SK writes: “My sister-In- law was given a book by the author Baird Spalding. I did a quick search and he sound like he’s New Age. I need your help in finding information on the author Baird Spalding.”
Baird Thomas Spalding (1872-1953) is vintage New Age. The author of a series of books entitled Life and Teaching of the Masters of the Far East, he was very much influenced by the earlier New Thought movement that eventually evolved into today’s New Age movement.
Born in Cohocton, New York in 1872, Spalding spent most of his life serving as a mining engineer in the American west. Known to have had a “lifelong penchant for tall tales” his books are based on alleged journeys to the Far East in which he allegedly made contact with immortal beings who imparted their knowledge to him. These “Great Masters of the Himalayas” taught him that although Buddha represents the way to enlightenment they clearly believed that Christ IS Enlightenment, “or a state of consciousness for which we are all seeking – the Christ light of every individual; therefore, the light of every child born into the world.”

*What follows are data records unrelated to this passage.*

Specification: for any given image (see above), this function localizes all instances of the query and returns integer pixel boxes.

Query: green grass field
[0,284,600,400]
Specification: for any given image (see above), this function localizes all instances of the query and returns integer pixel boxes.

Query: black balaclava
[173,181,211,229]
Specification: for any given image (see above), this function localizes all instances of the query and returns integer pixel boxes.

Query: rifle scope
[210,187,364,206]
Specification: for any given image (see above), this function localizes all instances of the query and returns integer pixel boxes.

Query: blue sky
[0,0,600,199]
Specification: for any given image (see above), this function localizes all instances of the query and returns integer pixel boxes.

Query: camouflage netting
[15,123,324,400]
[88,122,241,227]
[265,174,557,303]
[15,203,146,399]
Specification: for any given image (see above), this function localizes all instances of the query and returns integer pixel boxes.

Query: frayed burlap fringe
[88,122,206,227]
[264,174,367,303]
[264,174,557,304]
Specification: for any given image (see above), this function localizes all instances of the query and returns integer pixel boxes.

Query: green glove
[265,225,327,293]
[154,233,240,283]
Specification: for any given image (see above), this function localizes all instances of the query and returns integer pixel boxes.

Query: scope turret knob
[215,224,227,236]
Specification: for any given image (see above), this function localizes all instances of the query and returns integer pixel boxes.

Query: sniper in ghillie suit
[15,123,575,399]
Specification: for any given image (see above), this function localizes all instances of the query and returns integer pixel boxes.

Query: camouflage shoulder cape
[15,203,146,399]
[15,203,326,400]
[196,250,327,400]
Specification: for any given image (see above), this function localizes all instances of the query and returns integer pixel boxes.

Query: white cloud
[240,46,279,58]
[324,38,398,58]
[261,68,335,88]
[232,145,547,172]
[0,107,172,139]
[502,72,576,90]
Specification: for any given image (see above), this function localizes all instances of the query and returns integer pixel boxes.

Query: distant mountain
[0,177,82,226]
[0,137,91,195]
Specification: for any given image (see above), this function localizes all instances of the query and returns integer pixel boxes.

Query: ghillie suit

In reality, Spalding didn’t travel to the Far East until 1935-36 when he visited India almost a decade after he published the first books in the series.
In other words, his books are full of tall tales which are drawn from his own experiences in a New Thought group in San Francisco. In fact, the first few chapters of Volume One of Life and Teaching was published in the group’s magazine. His publisher, Doug DeVorss, was raised in another well-known New Thought Church known as the Unity Church and many believe DeVorss’ ideas are also imbedded in Spalding’s work.
It’s interesting to note that it was Spalding who first introduced the now popular New Age concept of Ascended Masters – beings who began their existence as humans but experienced several “incarnations” to become more highly evolved than the rest of us.
In fact, JZ Knight, the medium who claims to be receiving wisdom from a 35,000 year-old Ascended Master named Ramtha admits to being influenced by Spalding’s work.
Spalding died in 1953 but his books live on and became quite popular in the 1970’s as the New Age movement was blossoming.
Although Spalding’s works are believed to be largely fiction, they introduce the reader to occult-oriented metaphysical concepts and a non-Christian concept of spiritual realities and should be avoided.